Seit 2018 soll auch die Ehefrau des mutmaßlichen Täters darüber in Kenntnis gekommen sein. Unternommen haben soll die Frau laut Anklage aber nichts gegen den Missbrauch der Tochter. Im Gegenteil: Der 51-Jährige soll sogar mit dem Einverständnis seiner Frau das Ehebett mit der gemeinsamen Tochter geteilt haben.

Aufgeflogen ist der Missbrauchsfall schließlich Anfang 2019. Damals soll das Mädchen sich mit seiner Mutter an den Frauenarzt gewandt haben. Der Grund: Die mittlerweile 16-Jährige war von ihrem Vater schwanger. Wenige Wochen später erfolgte die Abtreibung des durch den Missbrauch entstandenen Ungeborenen.

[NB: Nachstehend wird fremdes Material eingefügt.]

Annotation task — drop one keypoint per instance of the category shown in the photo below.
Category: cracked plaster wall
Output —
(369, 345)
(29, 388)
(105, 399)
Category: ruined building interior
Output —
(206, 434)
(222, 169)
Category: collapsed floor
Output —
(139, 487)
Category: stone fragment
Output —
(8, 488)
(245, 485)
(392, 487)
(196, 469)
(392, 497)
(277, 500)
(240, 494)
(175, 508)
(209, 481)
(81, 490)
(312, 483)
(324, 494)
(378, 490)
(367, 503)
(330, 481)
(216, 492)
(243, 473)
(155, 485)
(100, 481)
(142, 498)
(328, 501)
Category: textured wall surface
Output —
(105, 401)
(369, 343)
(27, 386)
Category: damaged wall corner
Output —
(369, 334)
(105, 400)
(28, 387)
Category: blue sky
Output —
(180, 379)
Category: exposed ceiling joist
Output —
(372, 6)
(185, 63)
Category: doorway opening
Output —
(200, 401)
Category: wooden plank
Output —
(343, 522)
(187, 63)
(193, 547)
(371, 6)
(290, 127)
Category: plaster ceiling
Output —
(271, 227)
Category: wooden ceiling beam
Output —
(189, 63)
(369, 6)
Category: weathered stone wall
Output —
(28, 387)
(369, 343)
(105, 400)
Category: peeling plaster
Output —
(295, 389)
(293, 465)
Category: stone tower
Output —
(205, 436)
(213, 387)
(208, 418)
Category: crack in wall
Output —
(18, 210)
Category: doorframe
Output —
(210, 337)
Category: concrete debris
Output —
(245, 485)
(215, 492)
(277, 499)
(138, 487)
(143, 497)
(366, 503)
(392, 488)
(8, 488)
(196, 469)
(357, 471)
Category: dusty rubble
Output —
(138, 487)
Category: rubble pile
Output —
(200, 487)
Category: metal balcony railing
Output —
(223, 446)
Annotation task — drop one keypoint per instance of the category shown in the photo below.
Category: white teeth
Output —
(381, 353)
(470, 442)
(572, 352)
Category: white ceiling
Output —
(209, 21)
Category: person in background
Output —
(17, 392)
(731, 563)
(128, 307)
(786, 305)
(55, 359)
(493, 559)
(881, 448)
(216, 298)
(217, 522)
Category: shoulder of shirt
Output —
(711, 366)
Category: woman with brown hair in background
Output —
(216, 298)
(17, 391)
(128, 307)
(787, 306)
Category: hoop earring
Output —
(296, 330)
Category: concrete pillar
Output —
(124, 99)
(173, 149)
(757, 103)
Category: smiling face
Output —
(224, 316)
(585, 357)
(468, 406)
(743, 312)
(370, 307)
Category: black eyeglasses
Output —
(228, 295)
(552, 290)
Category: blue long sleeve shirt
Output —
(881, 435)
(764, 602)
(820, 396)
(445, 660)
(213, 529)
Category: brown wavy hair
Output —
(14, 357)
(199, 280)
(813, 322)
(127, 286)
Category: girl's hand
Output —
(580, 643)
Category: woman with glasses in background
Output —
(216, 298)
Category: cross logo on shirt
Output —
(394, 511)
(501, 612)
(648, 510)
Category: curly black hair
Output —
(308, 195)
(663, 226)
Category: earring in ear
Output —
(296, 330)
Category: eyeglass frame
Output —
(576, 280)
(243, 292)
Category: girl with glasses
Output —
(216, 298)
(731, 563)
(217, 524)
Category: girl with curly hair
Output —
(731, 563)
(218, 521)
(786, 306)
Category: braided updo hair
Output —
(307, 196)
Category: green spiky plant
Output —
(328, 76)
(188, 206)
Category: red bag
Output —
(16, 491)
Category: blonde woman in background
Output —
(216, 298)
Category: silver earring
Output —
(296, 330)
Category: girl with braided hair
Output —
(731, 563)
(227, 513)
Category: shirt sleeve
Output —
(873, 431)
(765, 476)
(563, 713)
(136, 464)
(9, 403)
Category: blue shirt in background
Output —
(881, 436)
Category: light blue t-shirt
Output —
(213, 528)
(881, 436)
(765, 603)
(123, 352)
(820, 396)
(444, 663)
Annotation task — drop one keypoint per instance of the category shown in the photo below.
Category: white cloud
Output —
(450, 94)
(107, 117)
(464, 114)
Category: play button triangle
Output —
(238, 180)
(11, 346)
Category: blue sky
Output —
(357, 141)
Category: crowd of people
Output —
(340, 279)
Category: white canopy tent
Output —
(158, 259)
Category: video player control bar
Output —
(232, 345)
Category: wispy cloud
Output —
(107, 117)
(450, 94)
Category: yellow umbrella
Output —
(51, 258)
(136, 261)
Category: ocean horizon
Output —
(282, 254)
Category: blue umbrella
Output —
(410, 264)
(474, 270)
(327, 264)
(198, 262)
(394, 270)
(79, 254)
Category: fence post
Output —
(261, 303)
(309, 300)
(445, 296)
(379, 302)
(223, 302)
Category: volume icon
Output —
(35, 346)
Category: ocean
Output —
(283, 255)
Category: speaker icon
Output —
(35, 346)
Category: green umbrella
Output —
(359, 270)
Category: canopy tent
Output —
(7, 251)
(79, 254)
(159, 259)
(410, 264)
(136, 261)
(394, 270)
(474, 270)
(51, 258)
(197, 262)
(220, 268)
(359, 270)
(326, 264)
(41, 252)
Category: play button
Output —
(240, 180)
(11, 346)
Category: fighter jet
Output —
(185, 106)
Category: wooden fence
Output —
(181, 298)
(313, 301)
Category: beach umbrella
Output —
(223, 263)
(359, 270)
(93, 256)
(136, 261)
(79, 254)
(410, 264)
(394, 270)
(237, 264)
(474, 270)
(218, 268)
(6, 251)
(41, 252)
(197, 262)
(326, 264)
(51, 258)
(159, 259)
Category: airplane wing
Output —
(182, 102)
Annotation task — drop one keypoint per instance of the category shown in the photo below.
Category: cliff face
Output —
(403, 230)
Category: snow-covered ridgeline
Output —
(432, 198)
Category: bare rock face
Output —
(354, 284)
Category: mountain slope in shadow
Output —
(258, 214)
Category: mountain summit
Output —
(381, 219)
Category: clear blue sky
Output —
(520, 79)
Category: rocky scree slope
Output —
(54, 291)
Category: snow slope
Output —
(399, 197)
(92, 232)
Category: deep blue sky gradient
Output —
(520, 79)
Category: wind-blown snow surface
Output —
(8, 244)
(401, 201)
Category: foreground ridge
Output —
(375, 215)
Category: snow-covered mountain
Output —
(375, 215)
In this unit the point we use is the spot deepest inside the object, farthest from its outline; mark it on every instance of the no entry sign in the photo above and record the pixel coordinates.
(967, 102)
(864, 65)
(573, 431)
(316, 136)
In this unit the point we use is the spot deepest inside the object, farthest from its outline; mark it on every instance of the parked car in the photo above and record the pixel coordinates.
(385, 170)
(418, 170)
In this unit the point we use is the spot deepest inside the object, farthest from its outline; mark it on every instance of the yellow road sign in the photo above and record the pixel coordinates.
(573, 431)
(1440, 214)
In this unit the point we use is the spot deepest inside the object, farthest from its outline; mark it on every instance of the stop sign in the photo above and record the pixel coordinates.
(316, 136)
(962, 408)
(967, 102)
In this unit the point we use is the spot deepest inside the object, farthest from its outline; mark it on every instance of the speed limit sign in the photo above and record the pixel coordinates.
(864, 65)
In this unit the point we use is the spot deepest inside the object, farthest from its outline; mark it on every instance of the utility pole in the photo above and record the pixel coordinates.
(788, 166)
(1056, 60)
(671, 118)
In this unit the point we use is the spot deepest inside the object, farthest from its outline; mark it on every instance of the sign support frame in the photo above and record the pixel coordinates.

Der Fall wurde umgehend ans Bozner Jugendgericht gemeldet. In der Folge nahm die Polizei Ermittlungen auf. Schließlich wurde der 51-Jährige festgenommen.

Am Donnerstag hätte sich der 51-Jährige wegen der schweren Vorhaltungen am Bozner Landesgericht in der Vorverhandlung verantworten müssen. Richterin Carla Scheidle vertagte die Verhandlung aber sofort.